Javle Milind, Li Yanan, Tan Dongfeng, Dong Xiaoqun, Chang Ping, Kar Siddhartha, Li Donghui
Department of Gastrointestinal Medical Oncology, The University of Texas MD Anderson Cancer Center, Houston, Texas, United States of America.
Department of Pathology, The University of Texas MD Anderson Cancer Center, Houston, Texas, United States of America.
PLoS One. 2014 Jan 20;9(1):e85942. doi: 10.1371/journal.pone.0085942. eCollection 2014.
Transforming growth factor (TGF)-β signaling pathway, may act both as a tumor suppressor and as a tumor promoter in pancreatic cancer, depending on tumor stage and cellular context. TGF-β pathway has been under intensive investigation as a potential therapeutic target in the treatment of cancer. We hypothesized a correlation between TGF-βR2/SMAD4 expression in the tumor, plasma TGF-β1 ligand level, genetic variation in TGF-B pathway and prognosis of pancreatic cancer.

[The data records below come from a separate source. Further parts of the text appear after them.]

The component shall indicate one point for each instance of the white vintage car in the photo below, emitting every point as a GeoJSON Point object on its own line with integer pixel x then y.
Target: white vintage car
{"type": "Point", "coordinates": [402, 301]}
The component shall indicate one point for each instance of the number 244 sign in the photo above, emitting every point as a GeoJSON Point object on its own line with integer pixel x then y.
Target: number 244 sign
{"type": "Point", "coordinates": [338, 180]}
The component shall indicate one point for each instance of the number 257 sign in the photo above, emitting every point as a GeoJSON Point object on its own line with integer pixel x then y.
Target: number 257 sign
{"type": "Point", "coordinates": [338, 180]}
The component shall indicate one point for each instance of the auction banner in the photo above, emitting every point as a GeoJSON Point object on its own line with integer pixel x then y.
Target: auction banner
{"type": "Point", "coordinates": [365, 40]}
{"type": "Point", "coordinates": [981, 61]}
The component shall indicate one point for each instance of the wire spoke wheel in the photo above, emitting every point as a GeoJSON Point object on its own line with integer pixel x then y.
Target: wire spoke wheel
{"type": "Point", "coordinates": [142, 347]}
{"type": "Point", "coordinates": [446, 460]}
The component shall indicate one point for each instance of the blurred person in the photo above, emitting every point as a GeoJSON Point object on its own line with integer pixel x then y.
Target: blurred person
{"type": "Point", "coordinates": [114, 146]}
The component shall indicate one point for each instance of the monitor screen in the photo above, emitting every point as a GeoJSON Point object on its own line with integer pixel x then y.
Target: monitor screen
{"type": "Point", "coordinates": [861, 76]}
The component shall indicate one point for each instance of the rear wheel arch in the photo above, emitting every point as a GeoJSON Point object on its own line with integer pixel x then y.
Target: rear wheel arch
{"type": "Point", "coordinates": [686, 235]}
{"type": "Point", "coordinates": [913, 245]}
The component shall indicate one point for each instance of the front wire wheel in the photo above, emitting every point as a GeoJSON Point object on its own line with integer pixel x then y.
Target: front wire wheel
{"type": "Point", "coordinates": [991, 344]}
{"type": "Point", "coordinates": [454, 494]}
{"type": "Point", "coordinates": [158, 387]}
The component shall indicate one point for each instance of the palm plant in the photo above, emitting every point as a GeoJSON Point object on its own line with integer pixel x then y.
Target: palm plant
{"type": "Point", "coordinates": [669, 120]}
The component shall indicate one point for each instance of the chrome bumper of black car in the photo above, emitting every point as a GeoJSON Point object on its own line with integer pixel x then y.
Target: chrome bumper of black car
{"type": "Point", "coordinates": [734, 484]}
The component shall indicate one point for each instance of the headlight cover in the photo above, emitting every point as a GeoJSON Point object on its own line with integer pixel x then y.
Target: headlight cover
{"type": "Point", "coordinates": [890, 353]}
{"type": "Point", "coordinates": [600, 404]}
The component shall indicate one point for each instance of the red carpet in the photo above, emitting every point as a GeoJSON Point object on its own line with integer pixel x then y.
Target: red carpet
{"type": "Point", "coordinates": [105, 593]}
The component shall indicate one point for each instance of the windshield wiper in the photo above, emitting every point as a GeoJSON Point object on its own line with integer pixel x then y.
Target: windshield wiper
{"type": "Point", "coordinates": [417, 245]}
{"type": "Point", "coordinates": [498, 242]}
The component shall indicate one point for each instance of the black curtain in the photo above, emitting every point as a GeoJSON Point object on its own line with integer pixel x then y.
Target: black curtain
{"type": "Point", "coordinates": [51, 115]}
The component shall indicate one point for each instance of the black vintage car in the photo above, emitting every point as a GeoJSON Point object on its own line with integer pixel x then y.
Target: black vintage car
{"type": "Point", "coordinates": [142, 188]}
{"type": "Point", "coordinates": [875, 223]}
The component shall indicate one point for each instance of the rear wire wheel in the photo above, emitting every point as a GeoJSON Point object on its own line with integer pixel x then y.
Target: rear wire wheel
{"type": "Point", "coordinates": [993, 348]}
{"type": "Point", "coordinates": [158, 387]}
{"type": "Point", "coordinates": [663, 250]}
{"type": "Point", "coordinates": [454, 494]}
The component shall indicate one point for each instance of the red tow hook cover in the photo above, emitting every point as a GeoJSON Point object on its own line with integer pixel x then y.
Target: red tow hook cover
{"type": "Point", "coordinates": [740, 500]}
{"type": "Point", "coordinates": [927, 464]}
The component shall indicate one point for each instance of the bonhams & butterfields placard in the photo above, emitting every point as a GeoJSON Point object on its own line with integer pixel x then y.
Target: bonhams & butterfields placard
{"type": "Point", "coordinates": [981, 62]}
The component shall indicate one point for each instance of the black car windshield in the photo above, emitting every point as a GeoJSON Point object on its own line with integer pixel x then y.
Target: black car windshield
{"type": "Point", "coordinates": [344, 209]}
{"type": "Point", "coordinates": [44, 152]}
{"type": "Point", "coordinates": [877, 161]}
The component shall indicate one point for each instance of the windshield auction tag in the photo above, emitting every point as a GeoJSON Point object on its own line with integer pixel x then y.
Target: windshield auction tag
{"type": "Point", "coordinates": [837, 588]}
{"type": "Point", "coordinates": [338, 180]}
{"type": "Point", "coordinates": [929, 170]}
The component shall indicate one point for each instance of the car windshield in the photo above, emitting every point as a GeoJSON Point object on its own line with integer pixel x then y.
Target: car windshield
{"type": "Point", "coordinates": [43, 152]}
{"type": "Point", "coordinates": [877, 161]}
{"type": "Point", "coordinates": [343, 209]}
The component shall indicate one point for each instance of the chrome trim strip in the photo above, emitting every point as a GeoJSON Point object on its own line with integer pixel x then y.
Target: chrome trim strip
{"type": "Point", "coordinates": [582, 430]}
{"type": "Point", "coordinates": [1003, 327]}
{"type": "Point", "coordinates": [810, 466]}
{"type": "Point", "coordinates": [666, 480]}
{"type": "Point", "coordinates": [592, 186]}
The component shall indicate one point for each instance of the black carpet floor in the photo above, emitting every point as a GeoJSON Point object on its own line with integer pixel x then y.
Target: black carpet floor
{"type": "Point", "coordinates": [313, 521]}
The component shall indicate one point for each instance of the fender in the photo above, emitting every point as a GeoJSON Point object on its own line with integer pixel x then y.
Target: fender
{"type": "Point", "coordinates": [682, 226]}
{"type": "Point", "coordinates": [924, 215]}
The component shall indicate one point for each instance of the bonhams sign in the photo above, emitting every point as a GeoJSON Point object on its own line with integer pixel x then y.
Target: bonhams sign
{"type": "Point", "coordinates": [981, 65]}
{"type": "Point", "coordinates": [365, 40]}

We examined TGF-βR2 and SMAD4 protein expression in biopsy or surgical samples from 91 patients with pancreatic ductal adenocarcinoma (PDAC) using immunohistochemistry. Plasma level of TGF-β1 was measured in 644 patients with PDAC using ELISA. Twenty-eight single nucleotide polymorphisms (SNP) of the TGF-β1, TGF-β2, TGF-β3, TGF-βR1, TGF-βR2, and SMAD4 genes were determined in 1636 patients with PDAC using the Sequenom method. Correlation between protein expression in the tumor, plasma TGF-β1 level, and genotypes with overall survival (OS) was evaluated with Cox proportional regression models.
The expression level of TGF-βR2 and SMAD4 as an independent marker was not associated with OS. However, patients with both low nuclear staining of TGF-βR2 and high nuclear staining of SMAD4 may have better survival (P = 0.06). The mean and median level of TGF-β1 was 15.44 (SD: 10.99) and 12.61 (interquartile range: 8.31 to 19.04) ng/ml respectively. Patients with advanced disease and in the upper quartile range of TGF-β1 level had significantly reduced survival than those with low levels (P = 0.02). A significant association of SMAD4 SNP rs113545983 with overall survival was observed (P<0.0001).
Our data provides valuable baseline information regarding the TGF-β pathway in pancreatic cancer, which can be utilized in targeted therapy clinical trials. High TGF-β1 plasma level, SMAD4 SNP or TGF-βR2/SMAD4 tumor protein expression may suggest a dependence on this pathway in patients with advanced pancreatic cancer.
转化生长因子(TGF)-β信号通路在胰腺癌中可能既作为肿瘤抑制因子又作为肿瘤促进因子,这取决于肿瘤分期和细胞环境。TGF-β通路作为癌症治疗的潜在靶点一直受到深入研究。我们推测肿瘤中TGF-βR2/SMAD4表达、血浆TGF-β1配体水平、TGF-B通路的基因变异与胰腺癌预后之间存在关联。
我们使用免疫组织化学检测了91例胰腺导管腺癌(PDAC)患者活检或手术样本中TGF-βR2和SMAD4蛋白表达。使用酶联免疫吸附测定法(ELISA)检测了644例PDAC患者血浆中TGF-β1水平。使用Sequenom方法在1636例PDAC患者中测定了TGF-β1、TGF-β2、TGF-β3、TGF-βR1、TGF-βR2和SMAD4基因的28个单核苷酸多态性(SNP)。使用Cox比例回归模型评估肿瘤蛋白表达、血浆TGF-β1水平和基因型与总生存期(OS)之间的相关性。
TGF-βR2和SMAD4的表达水平作为独立标志物与总生存期无关。然而,TGF-βR2核染色低且SMAD4核染色高的患者可能有更好的生存期(P = 0.06)。TGF-β1的平均水平和中位数水平分别为15.44(标准差:10.99)和12.61(四分位间距:8.31至19.04)ng/ml。疾病晚期且TGF-β1水平处于上四分位数范围的患者生存期明显低于水平低的患者(P = 0.02)。观察到SMAD4 SNP rs113545983与总生存期存在显著关联(P<0.0001)。
我们的数据提供了关于胰腺癌中TGF-β通路的有价值的基线信息,可用于靶向治疗临床试验。高血浆TGF-β1水平、SMAD4 SNP或TGF-βR2/SMAD4肿瘤蛋白表达可能表明晚期胰腺癌患者对该通路存在依赖性。